Bien nourrir son chat
Une large gamme d'aliments spécifiques
Le chat est un animal carnivore, c'est-à-dire qu'il se nourrit majoritairement de protéines d'origine animale. Ses besoins sont très spécifiques car il est incapable de synthétiser lui-même certains acides aminés, précurseurs de protéines indispensables à sa santé.
>> Les aliments secs (croquettes)Economiques, les croquettes se conservent longtemps et facilement. Ces produits sont parfaitement adaptés à l'alimentation du chat.

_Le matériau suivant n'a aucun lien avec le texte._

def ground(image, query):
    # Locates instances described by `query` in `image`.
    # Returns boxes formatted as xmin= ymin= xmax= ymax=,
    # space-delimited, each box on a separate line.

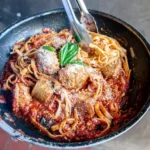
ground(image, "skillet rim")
xmin=0 ymin=8 xmax=150 ymax=149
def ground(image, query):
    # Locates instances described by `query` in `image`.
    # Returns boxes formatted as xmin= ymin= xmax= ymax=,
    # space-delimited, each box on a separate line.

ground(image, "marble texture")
xmin=0 ymin=0 xmax=150 ymax=150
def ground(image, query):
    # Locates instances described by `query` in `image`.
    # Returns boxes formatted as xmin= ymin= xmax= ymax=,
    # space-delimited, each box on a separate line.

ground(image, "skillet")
xmin=0 ymin=8 xmax=150 ymax=148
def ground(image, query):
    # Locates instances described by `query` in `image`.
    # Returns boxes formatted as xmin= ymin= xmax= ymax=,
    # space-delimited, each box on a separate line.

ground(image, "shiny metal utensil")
xmin=75 ymin=0 xmax=99 ymax=33
xmin=62 ymin=0 xmax=92 ymax=44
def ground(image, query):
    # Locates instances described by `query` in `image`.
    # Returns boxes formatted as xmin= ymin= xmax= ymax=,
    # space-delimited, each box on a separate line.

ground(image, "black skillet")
xmin=0 ymin=9 xmax=150 ymax=148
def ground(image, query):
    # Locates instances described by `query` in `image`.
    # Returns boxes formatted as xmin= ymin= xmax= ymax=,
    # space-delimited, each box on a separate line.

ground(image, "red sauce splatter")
xmin=0 ymin=95 xmax=6 ymax=103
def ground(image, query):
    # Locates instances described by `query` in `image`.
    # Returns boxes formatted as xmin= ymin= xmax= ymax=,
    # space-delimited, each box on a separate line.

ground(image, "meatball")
xmin=89 ymin=69 xmax=113 ymax=100
xmin=75 ymin=100 xmax=94 ymax=118
xmin=42 ymin=29 xmax=75 ymax=50
xmin=51 ymin=29 xmax=75 ymax=49
xmin=101 ymin=59 xmax=122 ymax=79
xmin=36 ymin=47 xmax=59 ymax=75
xmin=58 ymin=64 xmax=89 ymax=89
xmin=51 ymin=36 xmax=66 ymax=50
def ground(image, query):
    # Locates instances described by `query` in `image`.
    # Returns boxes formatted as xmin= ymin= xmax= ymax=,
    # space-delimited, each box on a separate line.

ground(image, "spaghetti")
xmin=0 ymin=28 xmax=130 ymax=141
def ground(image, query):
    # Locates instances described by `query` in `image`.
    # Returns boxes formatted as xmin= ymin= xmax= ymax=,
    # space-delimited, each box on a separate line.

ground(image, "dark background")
xmin=0 ymin=0 xmax=150 ymax=42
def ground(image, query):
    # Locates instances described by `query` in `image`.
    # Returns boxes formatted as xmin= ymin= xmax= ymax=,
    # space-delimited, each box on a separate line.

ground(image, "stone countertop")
xmin=0 ymin=0 xmax=150 ymax=150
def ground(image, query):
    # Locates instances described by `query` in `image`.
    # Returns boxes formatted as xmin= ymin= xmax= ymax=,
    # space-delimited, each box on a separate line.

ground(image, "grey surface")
xmin=0 ymin=0 xmax=150 ymax=150
xmin=0 ymin=0 xmax=150 ymax=42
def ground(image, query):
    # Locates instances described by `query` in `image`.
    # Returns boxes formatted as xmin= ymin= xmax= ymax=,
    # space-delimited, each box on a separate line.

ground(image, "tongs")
xmin=62 ymin=0 xmax=98 ymax=44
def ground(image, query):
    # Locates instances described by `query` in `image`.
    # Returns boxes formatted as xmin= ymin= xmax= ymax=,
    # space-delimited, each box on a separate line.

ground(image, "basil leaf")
xmin=43 ymin=46 xmax=56 ymax=52
xmin=59 ymin=43 xmax=69 ymax=65
xmin=69 ymin=60 xmax=87 ymax=66
xmin=63 ymin=50 xmax=78 ymax=65
xmin=59 ymin=43 xmax=79 ymax=66
xmin=74 ymin=34 xmax=82 ymax=43
xmin=67 ymin=43 xmax=78 ymax=53
xmin=59 ymin=47 xmax=64 ymax=66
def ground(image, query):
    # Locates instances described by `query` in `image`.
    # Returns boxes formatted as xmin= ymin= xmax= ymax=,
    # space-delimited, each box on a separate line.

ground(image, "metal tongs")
xmin=62 ymin=0 xmax=98 ymax=44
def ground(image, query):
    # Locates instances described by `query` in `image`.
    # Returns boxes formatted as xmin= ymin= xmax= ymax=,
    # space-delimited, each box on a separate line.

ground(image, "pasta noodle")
xmin=0 ymin=28 xmax=130 ymax=141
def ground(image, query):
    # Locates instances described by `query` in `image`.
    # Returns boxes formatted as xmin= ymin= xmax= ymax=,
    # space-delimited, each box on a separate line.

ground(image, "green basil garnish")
xmin=74 ymin=34 xmax=82 ymax=43
xmin=69 ymin=60 xmax=87 ymax=66
xmin=59 ymin=43 xmax=79 ymax=66
xmin=43 ymin=46 xmax=56 ymax=52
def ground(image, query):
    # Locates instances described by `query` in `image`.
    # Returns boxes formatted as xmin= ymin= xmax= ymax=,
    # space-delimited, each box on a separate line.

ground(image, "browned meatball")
xmin=75 ymin=100 xmax=94 ymax=118
xmin=89 ymin=69 xmax=113 ymax=100
xmin=36 ymin=47 xmax=59 ymax=75
xmin=58 ymin=64 xmax=89 ymax=89
xmin=101 ymin=59 xmax=122 ymax=79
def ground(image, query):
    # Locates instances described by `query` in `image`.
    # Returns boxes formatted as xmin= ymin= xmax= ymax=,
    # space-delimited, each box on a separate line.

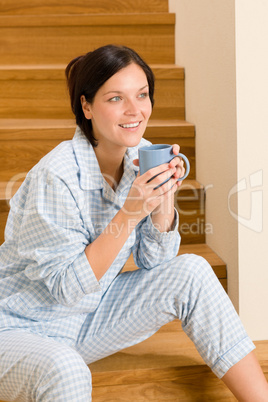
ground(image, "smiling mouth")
xmin=119 ymin=122 xmax=141 ymax=129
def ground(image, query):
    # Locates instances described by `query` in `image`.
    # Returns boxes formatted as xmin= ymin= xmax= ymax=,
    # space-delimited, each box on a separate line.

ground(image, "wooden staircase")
xmin=1 ymin=0 xmax=267 ymax=400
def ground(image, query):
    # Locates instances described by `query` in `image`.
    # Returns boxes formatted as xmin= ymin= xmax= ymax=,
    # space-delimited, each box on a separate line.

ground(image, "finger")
xmin=133 ymin=158 xmax=139 ymax=166
xmin=155 ymin=176 xmax=178 ymax=197
xmin=172 ymin=144 xmax=180 ymax=155
xmin=169 ymin=156 xmax=183 ymax=169
xmin=142 ymin=163 xmax=170 ymax=182
xmin=169 ymin=157 xmax=185 ymax=179
xmin=149 ymin=166 xmax=176 ymax=189
xmin=174 ymin=163 xmax=185 ymax=180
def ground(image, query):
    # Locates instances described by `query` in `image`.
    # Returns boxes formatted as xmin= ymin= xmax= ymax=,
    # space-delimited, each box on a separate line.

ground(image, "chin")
xmin=125 ymin=136 xmax=143 ymax=148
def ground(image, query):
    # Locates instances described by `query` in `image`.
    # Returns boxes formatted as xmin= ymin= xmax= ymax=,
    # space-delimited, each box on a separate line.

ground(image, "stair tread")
xmin=0 ymin=118 xmax=194 ymax=131
xmin=89 ymin=322 xmax=268 ymax=400
xmin=0 ymin=64 xmax=184 ymax=80
xmin=0 ymin=63 xmax=181 ymax=69
xmin=0 ymin=119 xmax=195 ymax=142
xmin=0 ymin=12 xmax=175 ymax=27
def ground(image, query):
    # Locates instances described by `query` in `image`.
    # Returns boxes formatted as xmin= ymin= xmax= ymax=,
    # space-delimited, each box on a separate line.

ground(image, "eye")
xmin=138 ymin=92 xmax=149 ymax=99
xmin=109 ymin=96 xmax=121 ymax=102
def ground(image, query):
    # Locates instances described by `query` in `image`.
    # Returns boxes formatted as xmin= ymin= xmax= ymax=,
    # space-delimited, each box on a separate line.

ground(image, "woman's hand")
xmin=169 ymin=144 xmax=186 ymax=186
xmin=123 ymin=144 xmax=185 ymax=223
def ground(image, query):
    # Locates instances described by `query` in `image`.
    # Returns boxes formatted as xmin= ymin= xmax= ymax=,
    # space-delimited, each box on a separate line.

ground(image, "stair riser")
xmin=177 ymin=194 xmax=206 ymax=245
xmin=0 ymin=134 xmax=195 ymax=183
xmin=0 ymin=23 xmax=174 ymax=65
xmin=0 ymin=77 xmax=184 ymax=120
xmin=0 ymin=0 xmax=169 ymax=15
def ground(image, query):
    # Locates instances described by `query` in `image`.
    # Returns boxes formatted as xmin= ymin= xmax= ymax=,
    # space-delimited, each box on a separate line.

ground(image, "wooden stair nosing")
xmin=0 ymin=109 xmax=185 ymax=122
xmin=0 ymin=12 xmax=175 ymax=28
xmin=0 ymin=119 xmax=195 ymax=141
xmin=0 ymin=64 xmax=184 ymax=81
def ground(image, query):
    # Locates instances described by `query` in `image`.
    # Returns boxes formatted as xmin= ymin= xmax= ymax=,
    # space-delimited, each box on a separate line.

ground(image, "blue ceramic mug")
xmin=138 ymin=144 xmax=190 ymax=182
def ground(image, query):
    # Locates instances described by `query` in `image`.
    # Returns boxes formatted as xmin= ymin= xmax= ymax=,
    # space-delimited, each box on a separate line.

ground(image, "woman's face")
xmin=82 ymin=63 xmax=152 ymax=151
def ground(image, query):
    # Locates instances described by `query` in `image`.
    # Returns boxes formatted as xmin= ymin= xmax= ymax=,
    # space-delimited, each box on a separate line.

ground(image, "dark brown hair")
xmin=65 ymin=44 xmax=155 ymax=147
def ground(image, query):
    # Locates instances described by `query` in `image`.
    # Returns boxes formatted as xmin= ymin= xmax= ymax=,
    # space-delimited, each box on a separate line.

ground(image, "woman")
xmin=0 ymin=45 xmax=267 ymax=401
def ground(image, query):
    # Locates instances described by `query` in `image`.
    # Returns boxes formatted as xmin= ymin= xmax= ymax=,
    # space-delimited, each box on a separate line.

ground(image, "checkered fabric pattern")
xmin=0 ymin=128 xmax=255 ymax=400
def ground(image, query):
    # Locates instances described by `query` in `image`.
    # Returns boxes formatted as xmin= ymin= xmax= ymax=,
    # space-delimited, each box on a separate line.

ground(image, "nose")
xmin=124 ymin=98 xmax=139 ymax=115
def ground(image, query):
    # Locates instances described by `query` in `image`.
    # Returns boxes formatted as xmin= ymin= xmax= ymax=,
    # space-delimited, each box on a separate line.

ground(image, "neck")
xmin=94 ymin=145 xmax=126 ymax=190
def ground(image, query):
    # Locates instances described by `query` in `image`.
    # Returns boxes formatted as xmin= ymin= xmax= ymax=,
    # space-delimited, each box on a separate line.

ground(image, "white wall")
xmin=235 ymin=0 xmax=268 ymax=340
xmin=169 ymin=0 xmax=268 ymax=340
xmin=169 ymin=0 xmax=239 ymax=308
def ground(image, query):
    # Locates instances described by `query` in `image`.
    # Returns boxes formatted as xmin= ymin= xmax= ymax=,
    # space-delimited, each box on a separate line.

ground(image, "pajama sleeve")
xmin=131 ymin=208 xmax=181 ymax=269
xmin=10 ymin=169 xmax=101 ymax=307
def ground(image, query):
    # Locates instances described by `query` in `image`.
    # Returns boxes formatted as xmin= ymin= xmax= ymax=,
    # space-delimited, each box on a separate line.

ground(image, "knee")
xmin=47 ymin=346 xmax=91 ymax=380
xmin=172 ymin=253 xmax=214 ymax=280
xmin=35 ymin=344 xmax=92 ymax=400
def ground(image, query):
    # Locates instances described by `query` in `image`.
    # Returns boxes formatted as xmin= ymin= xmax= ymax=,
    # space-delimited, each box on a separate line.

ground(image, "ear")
xmin=80 ymin=95 xmax=92 ymax=119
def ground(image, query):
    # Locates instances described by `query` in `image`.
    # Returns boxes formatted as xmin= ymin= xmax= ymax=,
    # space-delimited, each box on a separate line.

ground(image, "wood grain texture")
xmin=0 ymin=13 xmax=175 ymax=27
xmin=0 ymin=118 xmax=194 ymax=182
xmin=0 ymin=5 xmax=266 ymax=402
xmin=0 ymin=14 xmax=175 ymax=65
xmin=0 ymin=65 xmax=184 ymax=119
xmin=88 ymin=319 xmax=268 ymax=400
xmin=0 ymin=138 xmax=193 ymax=181
xmin=0 ymin=0 xmax=169 ymax=15
xmin=91 ymin=374 xmax=237 ymax=401
xmin=0 ymin=319 xmax=267 ymax=401
xmin=0 ymin=119 xmax=195 ymax=140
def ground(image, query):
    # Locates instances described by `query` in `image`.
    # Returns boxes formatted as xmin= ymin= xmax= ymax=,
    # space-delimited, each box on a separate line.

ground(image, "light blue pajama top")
xmin=0 ymin=127 xmax=180 ymax=344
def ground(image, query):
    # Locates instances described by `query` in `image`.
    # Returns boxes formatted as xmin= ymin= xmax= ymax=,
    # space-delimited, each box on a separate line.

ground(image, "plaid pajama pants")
xmin=0 ymin=254 xmax=255 ymax=401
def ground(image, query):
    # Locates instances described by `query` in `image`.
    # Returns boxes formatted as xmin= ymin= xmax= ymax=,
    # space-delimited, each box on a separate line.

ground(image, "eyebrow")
xmin=103 ymin=85 xmax=149 ymax=96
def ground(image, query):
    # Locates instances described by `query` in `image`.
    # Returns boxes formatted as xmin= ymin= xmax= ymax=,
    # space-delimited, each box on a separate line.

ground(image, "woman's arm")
xmin=85 ymin=159 xmax=181 ymax=279
xmin=85 ymin=208 xmax=136 ymax=281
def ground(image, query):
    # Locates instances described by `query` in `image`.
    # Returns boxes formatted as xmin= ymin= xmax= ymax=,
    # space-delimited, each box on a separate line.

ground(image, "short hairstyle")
xmin=65 ymin=44 xmax=155 ymax=147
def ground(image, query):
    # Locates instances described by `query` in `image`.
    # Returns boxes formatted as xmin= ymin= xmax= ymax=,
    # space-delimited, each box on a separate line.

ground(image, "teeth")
xmin=120 ymin=122 xmax=140 ymax=128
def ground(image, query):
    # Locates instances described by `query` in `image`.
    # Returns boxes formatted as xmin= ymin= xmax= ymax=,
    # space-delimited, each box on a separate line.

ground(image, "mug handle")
xmin=171 ymin=152 xmax=190 ymax=181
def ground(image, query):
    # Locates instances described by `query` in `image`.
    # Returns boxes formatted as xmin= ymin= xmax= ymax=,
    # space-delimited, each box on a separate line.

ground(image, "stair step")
xmin=0 ymin=13 xmax=175 ymax=65
xmin=0 ymin=64 xmax=185 ymax=120
xmin=0 ymin=0 xmax=169 ymax=15
xmin=0 ymin=118 xmax=194 ymax=139
xmin=89 ymin=321 xmax=228 ymax=401
xmin=0 ymin=12 xmax=174 ymax=27
xmin=89 ymin=319 xmax=268 ymax=401
xmin=0 ymin=321 xmax=267 ymax=401
xmin=92 ymin=368 xmax=236 ymax=401
xmin=0 ymin=64 xmax=184 ymax=80
xmin=0 ymin=118 xmax=195 ymax=182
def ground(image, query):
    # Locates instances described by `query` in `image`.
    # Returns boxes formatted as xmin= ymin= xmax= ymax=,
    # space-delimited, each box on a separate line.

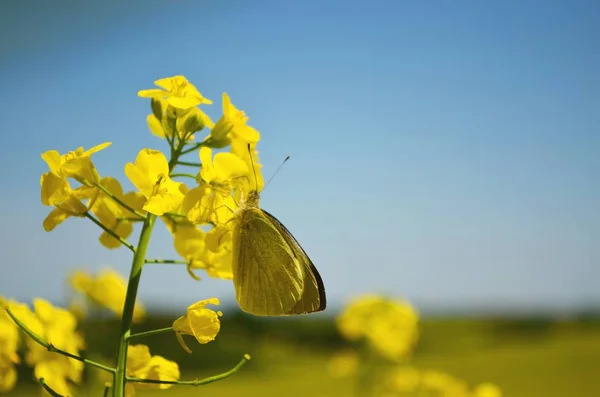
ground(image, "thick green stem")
xmin=112 ymin=213 xmax=156 ymax=397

La mastication lui permet en outre de tonifier ses gencives et de lutter contre la formation du tartre.
Les fabricants proposent différentes gammes de croquettes, en fonction de l’âge du chat (junior, senior, etc.), de son activité (appartement, extérieur…) et également des spécificités propres à sa race.
Nous vous conseillons néanmoins de préférer « des croquettes de qualité supérieure ». En effet, pour en augmenter l'appétence, certaines marques enrichissent exagérément leurs produits en sels minéraux, ce qui favorise l'apparition de calculs rénaux.
Les croquettes sont des aliments déshydratés, c'est pourquoi vous devez toujours veiller à poser, près de l’écuelle de votre chat, un bol d'eau fraîche que vous changerez régulièrement. Même s’il préfère souvent se désaltérer à sa guise, dans le vase de fleurs du salon ou directement au robinet, l’habituer à un bol dédié vous permettra de vérifier s’il boit suffisamment.
>> Les aliments humidesOn rencontre aujourd'hui, sur le marché, une profusion d'aliments humides en barquette ou en boîte. Ces pâtées, émincés et autres boulettes possèdent de bonnes qualités gustatives et sont faciles à digérer. Contrairement à l’idée reçue, ce type d’aliment reste relativement coûteux, dans la mesure où il est constitué à plus de 70% d’eau… Sa durée de conservation est également limitée (deux jours maximum au réfrigérateur après ouverture de la boîte).
>> L'indispensable herbe à chatDans la nature, les chats ont l'habitude de mâcher des brins d'herbe puis de les recracher, ce qui facilite leur digestion et les aide à régurgiter les boules de poils qu’ils avalent en se léchant.
Si vous vivez en appartement et que votre chat sort rarement, vous pouvez trouver facilement, dans le commerce, de l'herbe à chat en godets ou en graines. N’hésitez pas à en proposer à votre compagnon. C’est bon pour sa santé… et pour celle de vos plantes vertes !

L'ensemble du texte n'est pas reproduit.